As all of y’all know California is the sunshine state where the bomb ass hemp be. And in Agrestic, LA single mom Nancy Botwin (Mary-Louise Parker) slings sticky-icky to the jaded professionals, poker games and friends who rely on her for their regular supply. Her best friend Celia Hodes (Elizabeth Perkins) is unaware of her business though. Celia is a conservative soccer mom who likes to think she knows everything that goes on in Agrestic but she misses the biggest game in town taking place right under her upturned nose. Nancy has the hook-up with Heylia James (Tonye Patano), an old-school veteran of the game, fiercely protective of her business which she runs with the help of her nephew Conrad (Romany Malco) who is hot for Nancy’s honey. This is not surprising as Nancy is a lovely little long legged milf with sensitive eyes and an elegant neck. Mmmmmm milfy pie.

“Celia misses the biggest game in town taking place right under her upturned nose.”

She balances her dope dealing with raising her annoying adolescent son Silas (Hunter Parrish) and her charmingly precocious 11 year-old Shane (Alexander Gould). Having recently had her husband drop dead while out jogging, Nancy is now the head of two families, the second being her cosa nostra familia. Feckless brother-in-law Andy Botwin (Justin Kirk) provides a certain knowledge of the drug trade due to a shady past as well as being a dubious surrogate father for the two boys; Sanjay (Maulik Pancholy) an Indian student at the local university hooks Nancy up with the lucrative campus stoner market, councilman Doug Wilson (Kevin Nealon) is both customer and financial advisor and Celia’s lawyer husband Dean Hodes (Andy Milder) holds down the legal side.

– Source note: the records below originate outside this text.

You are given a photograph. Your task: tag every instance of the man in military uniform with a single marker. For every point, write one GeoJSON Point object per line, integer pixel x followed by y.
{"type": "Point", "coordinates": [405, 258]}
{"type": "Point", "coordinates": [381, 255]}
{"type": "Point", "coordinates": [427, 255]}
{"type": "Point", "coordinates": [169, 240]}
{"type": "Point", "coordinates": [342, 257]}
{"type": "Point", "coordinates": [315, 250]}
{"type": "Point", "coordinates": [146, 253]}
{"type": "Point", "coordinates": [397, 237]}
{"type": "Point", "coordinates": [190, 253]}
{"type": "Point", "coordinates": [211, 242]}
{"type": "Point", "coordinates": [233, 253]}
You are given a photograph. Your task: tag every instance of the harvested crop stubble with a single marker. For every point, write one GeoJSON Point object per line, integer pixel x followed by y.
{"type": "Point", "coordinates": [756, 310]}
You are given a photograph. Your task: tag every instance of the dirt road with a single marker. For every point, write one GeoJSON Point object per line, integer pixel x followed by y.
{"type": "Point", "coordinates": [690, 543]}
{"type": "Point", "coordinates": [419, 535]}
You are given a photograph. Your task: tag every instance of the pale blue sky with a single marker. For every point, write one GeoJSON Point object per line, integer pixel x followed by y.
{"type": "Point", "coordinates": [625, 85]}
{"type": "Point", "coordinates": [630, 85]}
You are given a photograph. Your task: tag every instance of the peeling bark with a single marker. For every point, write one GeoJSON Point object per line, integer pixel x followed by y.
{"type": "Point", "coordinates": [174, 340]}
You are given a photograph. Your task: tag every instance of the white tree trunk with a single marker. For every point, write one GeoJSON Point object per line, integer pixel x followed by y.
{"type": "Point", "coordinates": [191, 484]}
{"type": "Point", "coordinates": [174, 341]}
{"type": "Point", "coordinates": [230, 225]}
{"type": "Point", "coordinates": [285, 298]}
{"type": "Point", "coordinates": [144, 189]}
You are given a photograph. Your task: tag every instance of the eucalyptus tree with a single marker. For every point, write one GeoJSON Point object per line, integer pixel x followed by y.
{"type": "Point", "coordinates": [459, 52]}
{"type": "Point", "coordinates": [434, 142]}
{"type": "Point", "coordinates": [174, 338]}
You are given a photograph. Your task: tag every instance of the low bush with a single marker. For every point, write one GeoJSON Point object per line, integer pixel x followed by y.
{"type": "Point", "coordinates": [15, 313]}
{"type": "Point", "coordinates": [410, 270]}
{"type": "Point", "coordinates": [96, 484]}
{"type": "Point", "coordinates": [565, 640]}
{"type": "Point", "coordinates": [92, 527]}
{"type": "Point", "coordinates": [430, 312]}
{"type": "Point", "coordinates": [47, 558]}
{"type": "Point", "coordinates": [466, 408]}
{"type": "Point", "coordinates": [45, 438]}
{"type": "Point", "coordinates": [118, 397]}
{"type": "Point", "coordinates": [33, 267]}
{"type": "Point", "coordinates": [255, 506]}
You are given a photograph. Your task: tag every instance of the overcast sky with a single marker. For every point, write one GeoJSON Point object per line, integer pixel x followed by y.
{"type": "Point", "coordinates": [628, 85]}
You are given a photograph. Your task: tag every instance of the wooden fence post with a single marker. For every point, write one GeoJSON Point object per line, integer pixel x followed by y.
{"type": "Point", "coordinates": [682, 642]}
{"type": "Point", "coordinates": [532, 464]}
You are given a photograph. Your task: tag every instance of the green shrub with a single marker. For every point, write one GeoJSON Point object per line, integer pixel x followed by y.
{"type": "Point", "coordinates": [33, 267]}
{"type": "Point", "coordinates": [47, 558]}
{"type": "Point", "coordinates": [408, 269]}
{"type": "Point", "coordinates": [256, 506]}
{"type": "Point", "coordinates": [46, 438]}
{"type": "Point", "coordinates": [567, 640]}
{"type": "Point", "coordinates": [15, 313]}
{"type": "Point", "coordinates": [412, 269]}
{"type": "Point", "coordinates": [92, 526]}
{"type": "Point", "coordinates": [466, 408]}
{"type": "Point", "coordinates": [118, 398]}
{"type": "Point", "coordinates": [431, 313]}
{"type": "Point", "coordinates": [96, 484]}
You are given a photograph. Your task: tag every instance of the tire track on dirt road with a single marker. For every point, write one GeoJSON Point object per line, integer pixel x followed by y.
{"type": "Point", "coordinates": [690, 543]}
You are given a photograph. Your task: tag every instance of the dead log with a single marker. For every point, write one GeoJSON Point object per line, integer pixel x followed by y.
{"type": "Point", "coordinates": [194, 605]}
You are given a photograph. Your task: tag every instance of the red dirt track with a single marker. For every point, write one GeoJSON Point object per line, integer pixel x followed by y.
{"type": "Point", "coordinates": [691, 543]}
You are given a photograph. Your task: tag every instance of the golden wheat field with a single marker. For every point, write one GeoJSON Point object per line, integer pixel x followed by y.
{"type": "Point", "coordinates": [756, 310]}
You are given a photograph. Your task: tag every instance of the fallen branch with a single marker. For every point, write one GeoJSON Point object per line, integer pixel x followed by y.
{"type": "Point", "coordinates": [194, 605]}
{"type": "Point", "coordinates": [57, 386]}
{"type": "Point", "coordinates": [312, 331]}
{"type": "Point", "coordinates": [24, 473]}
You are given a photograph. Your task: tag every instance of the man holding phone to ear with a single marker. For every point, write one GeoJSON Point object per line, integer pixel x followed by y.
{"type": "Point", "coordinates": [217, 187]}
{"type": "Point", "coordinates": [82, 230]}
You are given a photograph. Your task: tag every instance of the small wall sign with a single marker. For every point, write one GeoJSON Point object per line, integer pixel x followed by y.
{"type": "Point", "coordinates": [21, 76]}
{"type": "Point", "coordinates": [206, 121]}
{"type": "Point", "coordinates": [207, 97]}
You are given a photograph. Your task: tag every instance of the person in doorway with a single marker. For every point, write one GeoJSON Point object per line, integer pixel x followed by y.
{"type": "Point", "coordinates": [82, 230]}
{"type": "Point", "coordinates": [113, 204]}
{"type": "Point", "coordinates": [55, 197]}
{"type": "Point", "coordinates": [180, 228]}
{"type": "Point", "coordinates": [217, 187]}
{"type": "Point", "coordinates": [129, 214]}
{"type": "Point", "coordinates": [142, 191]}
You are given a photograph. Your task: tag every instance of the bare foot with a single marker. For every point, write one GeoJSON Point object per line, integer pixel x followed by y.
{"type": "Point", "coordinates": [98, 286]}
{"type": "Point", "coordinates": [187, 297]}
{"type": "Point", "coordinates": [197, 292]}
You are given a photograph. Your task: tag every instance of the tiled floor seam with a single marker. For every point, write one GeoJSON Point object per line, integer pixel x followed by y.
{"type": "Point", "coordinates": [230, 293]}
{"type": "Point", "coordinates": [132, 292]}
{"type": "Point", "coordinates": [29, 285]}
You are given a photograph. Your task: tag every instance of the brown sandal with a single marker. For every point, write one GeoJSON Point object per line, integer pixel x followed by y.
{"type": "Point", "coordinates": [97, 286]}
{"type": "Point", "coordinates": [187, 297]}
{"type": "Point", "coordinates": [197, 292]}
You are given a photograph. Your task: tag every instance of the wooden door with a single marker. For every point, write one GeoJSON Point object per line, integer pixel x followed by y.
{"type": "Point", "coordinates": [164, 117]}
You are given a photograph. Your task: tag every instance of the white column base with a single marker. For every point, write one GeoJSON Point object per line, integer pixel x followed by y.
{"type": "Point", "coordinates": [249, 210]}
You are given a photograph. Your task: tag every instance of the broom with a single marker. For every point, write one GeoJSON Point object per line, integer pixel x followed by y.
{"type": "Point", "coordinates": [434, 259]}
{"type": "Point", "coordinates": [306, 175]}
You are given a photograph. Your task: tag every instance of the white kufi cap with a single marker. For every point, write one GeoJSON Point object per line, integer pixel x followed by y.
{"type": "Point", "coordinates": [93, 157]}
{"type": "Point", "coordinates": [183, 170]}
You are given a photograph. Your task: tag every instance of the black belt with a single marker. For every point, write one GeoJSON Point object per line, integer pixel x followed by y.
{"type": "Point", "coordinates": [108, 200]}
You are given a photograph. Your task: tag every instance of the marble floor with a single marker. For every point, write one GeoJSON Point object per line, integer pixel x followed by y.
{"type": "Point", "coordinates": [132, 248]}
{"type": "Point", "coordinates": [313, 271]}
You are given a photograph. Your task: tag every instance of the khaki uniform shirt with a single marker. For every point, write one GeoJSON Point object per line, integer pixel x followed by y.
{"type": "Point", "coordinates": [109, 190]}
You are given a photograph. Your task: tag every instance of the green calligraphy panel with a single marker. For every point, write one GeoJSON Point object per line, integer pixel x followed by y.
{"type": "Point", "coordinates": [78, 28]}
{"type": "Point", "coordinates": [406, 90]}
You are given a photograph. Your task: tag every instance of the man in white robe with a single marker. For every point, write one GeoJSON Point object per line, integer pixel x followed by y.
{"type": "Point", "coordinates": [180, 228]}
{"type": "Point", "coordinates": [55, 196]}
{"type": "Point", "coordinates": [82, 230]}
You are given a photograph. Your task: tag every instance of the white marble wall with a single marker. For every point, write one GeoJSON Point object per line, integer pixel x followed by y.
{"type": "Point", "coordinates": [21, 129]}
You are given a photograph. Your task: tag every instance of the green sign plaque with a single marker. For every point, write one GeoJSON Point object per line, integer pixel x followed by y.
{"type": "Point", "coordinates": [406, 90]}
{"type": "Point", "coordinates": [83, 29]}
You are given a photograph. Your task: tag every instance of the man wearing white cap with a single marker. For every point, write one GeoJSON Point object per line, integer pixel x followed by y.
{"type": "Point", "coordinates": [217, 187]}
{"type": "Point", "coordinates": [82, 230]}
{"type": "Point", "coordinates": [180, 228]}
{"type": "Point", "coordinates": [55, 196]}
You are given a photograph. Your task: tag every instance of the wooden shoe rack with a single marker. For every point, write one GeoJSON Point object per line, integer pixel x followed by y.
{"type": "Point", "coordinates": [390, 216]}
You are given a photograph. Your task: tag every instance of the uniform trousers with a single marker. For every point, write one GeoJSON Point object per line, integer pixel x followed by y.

“Nancy sure makes her share of wrong turns. But it’s the squeal of brakes, handbrake turn and zoom out of trouble that makes it worth the ride.”

Nancy finds her cottage industry growing and starts getting into weed crops and wholesale production and this is where things become a whole lot trickier. She doesn’t help things by getting involved with DEA agent Peter Scottson (Martin Donovan). For an effective criminal mastermind Nancy sure makes her share of wrong turns. But it’s the squeal of brakes, handbrake turn and zoom out of trouble that makes it worth the ride.

From the exuberant pilot episode to the awesome cliffhanger at the end of season two, Weeds has been just fantastic. Jenji Kohan has come up with a truly original, darkly subversive and funny comedy drama. There are some fascinating insights into the technicalities of drug production and distribution – all the while doubling as a study in the frustrations and joys of being in way over your head and still managing to tread water. It’s obvious that Nancy is a danger junkie. She doesn’t get high on her own supply so she escapes the oppressive tedium of the town by making their enterprise ever more daring. Above all Weeds is about family. It’s closest in spirit to something like Malcolm in the Middle. That Aerial Telly even mentions it in the same breath as Malcolm gives you an idea of just how good this show is.

The best thing about it: Mary-Louise Parker’s Golden Globe winning performance as Nancy

The worst thing about it: It could encourage the use of marijuana.

The verdict on Weeds: It’s tha chronic.